The solution to the mixed model equations is a maximum likelihood estimate when the distribution of the errors is normal. Maximum likelihood estimates are based on the probability model for the observed responses. In the probability model the distribution of the responses is expressed as a function of one or more parameters. PROC MIXED in SAS used restricted maximum likelihood (REML) approach by default. REML equation can be described with following (Henderson, 1959;Laird 1982; Jennrich 1986; Lindstrom & Bates, 1988; Gurka 2006).

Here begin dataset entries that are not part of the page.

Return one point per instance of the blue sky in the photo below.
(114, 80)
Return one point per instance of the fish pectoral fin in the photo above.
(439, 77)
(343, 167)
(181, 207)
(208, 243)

Metida.jl using optimization with Optim.jl package (Newton's Method) by default. Because variance have only positive values and ρ is limited as -1 ≤ ρ ≤ 1 in Metida.jl "link" function is used. Exponential values is optimizing in variance part and ρ is linked with sigmoid function. All steps perform with differentiable functions with forward automatic differentiation using ForwardDiff.jl package. Also MetidaNLopt.jl and MetidaCu.jl available for optimization with NLopt.jl and solving on CUDA GPU. Sweep algorithm using for variance-covariance matrix inversing in REML calculation.
In matrix notation a mixed effect model can be represented as:
\[y = X\beta + Zu + \epsilon\]
\[\epsilon \sim N(0, R) \\ u \sim N(0, G) \\ y \sim N(X\beta, V) \]
where V depends on covariance sructure and parameters $\theta$:
\[V = CovStruct(\theta) \]
The unknown parameters include the regression parameters in $\beta$ and covariance parameters in $\theta$.
Estimation of these model parameters relies on the use of a Newton-Ralphson (by default) algorithm. When we use either algorithm for finding REML solutions, we need to compute $V^{-1}$ and its derivatives with respect to $\theta$, which are computationally difficult for large $n$, therefor SWEEP (see algorithm used to meke oprtimization less computationaly expensive.
\[V_{i} = Z_{i}GZ_i'+R_{i}\]
Henderson's «mixed model equations»
\[\begin{pmatrix}X'R^{-1}X&X'R^{-1}Z\\Z'R^{-1}X&Z'R^{-1}Z+G_{-1}\end{pmatrix} \begin{pmatrix}\widehat{\beta} \\ \widehat{u} \end{pmatrix}= \begin{pmatrix}X'R^{-1}y\\Z'R^{-1}y\end{pmatrix}\]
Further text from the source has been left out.